The Power of Touch: How Supportive Gestures Can Boost Self-Esteem and Reduce Stress
Monday February 3, 2025.
When life throws challenges our way, support from friends and loved ones can make all the difference.
Whether it’s a kind word, a reassuring hug, or a simple pat on the back, these gestures help us navigate difficult moments.
A recent study published in the Journal of Nonverbal Behavior explores the impact of supportive touch and verbal encouragement on self-esteem, self-efficacy, and emotional well-being.
Words of Comfort vs. A Hug: What Works Best?
In this experiment, participants watched a short video featuring two female students.
One, named Courtney, had just failed a midterm exam, and the other, Payton, offered support. The researchers created four versions of the video, varying two key factors:
Did Payton use supportive touch? (a hug or a pat on the back vs. no physical contact)
What kind of verbal support did Payton give? (emotion-focused vs. problem-solving)
The findings were striking. When Payton focused on Courtney’s emotions—acknowledging her distress and expressing care—the support was perceived as highly effective. These messages helped boost Courtney’s self-esteem and sense of self-efficacy while also easing her distress.
Interestingly, even when Payton’s support was problem-focused (“Maybe you should talk to your professor”), the addition of a hug or pat on the back made the advice feel more comforting rather than critical.
This suggests that supportive touch can soften the impact of direct suggestions, making them more reassuring and less like an impersonal fix.
Why Does Supportive Touch Matter?
We often think of support as something verbal—offering advice, sharing words of encouragement, or even just listening. But nonverbal communication plays an equally powerful role.
Supportive touch—such as a hug, a reassuring pat, or a gentle squeeze of the hand—can communicate warmth, trust, and solidarity.
Research suggests that these physical gestures help regulate stress responses, lower cortisol levels, and strengthen social bonds (Field, 2010).
This study aligns with previous research showing that people feel more validated when their emotions are acknowledged rather than when they’re immediately given solutions (Burleson & Goldsmith, 1998).
It also reinforces the idea that touch has unique social and emotional benefits—though context matters.

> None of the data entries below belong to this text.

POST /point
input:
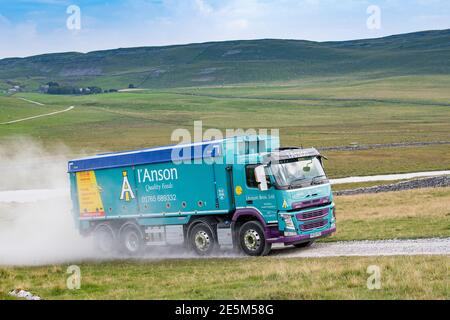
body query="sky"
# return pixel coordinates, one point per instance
(30, 27)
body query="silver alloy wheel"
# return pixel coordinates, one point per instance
(132, 241)
(252, 240)
(202, 241)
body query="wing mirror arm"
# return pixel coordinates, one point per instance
(260, 176)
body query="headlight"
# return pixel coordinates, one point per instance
(288, 221)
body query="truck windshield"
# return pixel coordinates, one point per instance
(297, 173)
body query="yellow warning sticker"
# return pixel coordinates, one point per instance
(89, 199)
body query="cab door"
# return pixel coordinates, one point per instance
(248, 195)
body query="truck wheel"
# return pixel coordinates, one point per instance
(253, 240)
(303, 244)
(132, 240)
(202, 239)
(105, 239)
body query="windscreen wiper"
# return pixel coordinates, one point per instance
(314, 180)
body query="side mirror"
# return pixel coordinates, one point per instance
(260, 176)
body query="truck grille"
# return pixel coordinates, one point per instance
(313, 225)
(312, 215)
(311, 203)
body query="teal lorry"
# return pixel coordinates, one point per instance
(246, 192)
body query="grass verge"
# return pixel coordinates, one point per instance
(402, 277)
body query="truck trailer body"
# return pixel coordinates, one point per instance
(243, 191)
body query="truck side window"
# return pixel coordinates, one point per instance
(250, 176)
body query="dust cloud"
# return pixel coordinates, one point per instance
(36, 224)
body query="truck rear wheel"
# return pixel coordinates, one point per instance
(132, 240)
(253, 240)
(104, 239)
(202, 239)
(303, 244)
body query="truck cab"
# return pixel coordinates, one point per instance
(289, 189)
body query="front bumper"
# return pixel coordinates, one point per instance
(287, 240)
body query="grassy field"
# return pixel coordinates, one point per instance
(326, 112)
(415, 277)
(418, 213)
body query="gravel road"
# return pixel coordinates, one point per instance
(432, 246)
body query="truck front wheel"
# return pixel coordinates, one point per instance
(105, 239)
(253, 240)
(202, 239)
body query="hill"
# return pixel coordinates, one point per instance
(217, 63)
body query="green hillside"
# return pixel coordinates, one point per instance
(217, 63)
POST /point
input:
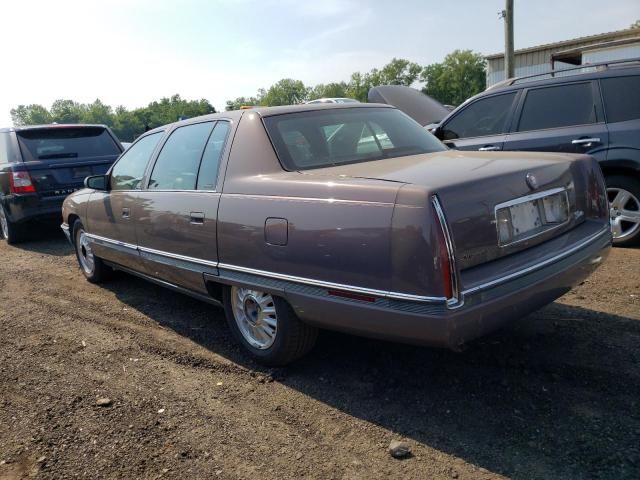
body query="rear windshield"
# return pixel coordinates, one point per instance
(324, 138)
(66, 143)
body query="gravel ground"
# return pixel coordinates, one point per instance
(555, 395)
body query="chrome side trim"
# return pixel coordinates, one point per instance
(309, 199)
(455, 300)
(118, 243)
(538, 266)
(175, 256)
(331, 285)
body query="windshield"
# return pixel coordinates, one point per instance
(66, 143)
(325, 138)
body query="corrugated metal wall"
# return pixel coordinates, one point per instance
(539, 61)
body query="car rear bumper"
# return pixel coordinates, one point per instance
(27, 207)
(483, 310)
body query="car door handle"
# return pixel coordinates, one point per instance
(585, 142)
(196, 218)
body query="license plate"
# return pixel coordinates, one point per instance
(81, 172)
(527, 217)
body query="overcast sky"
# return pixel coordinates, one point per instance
(131, 52)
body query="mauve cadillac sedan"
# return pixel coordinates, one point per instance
(349, 217)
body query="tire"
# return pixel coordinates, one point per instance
(10, 231)
(284, 336)
(92, 267)
(623, 193)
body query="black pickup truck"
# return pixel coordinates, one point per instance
(41, 165)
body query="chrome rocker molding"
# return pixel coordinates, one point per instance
(451, 303)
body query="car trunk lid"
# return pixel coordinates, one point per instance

The Science of Support: What the Study Revealed
The study involved over 4oo (ok, 409 to be precise) students from a large Midwestern university, with an average age of 20. After watching one of the four video variations, participants rated the effectiveness of Payton’s support in helping Courtney:
Boost her self-esteem
Increase her sense of self-efficacy (belief in her ability to overcome challenges)
Reduce distress
The results showed that:
Emotion-focused support was the most effective at improving self-esteem, self-efficacy, and reducing distress.
Supportive touch enhanced problem-focused messages, making them feel more compassionate and less judgmental.
Touch did not significantly impact self-efficacy, possibly because participants were observers rather than active participants in the interaction.
This last point surprised researchers. Typically, self-efficacy—our confidence in our ability to achieve a goal—is influenced by positive social reinforcement. However, since participants weren’t personally involved in the conversation, they might not have felt the same internal boost.
The Bigger Picture: What This Means for Everyday Life
So, what can we take away from this study? If you want to support a loved one through a tough time, your words matter—but so does how you deliver them.
If someone is upset, focus on their emotions first. Simply acknowledging their feelings (“I can see how hard this is for you”) can be more validating than jumping straight to solutions.
If you need to offer practical advice, consider adding a gentle touch. A reassuring hug or pat on the back can make direct suggestions feel less abrupt and more encouraging.
Context is key. While touch can be comforting, not everyone is comfortable with it—especially in certain relationships or cultural settings. Being attuned to someone’s boundaries is just as important as offering support.
Future Research: What’s Next?
Lead researcher Dr. Samantha J. Shebib, now an assistant professor at the University of Alabama at Birmingham, sees this study as just the beginning.
She hopes to expand on these findings by examining other nonverbal behaviors and conducting experiments with people experiencing real-time self-esteem threats.
Her long-term goal?
Understanding how verbal and nonverbal cues work together to shape human connection.
This study reminds us that support isn’t just about what we say—it’s also about how we show up for each other.
Whether it’s through kind words, a warm embrace, or simply being present, small gestures of care can have a big impact.
Be Well, Stay Kind, and Godspeed.
REFERENCES:
Burleson, B. R., & Goldsmith, D. J. (1998). How the comforting process works: Alleviating emotional distress through conversationally induced reappraisals. Handbook of Communication and Emotion, 245-280.
Field, T. (2010). Touch for socioemotional and physical well-being: A review. Developmental Review, 30(4), 367-383.
Shebib, S. J., Boumis, J. K., Allard, A., Holmstrom, A. J., & Mason, A. J. (2024). An experimental investigation of supportive tactile communication during esteem support conversations. Journal of Nonverbal Behavior.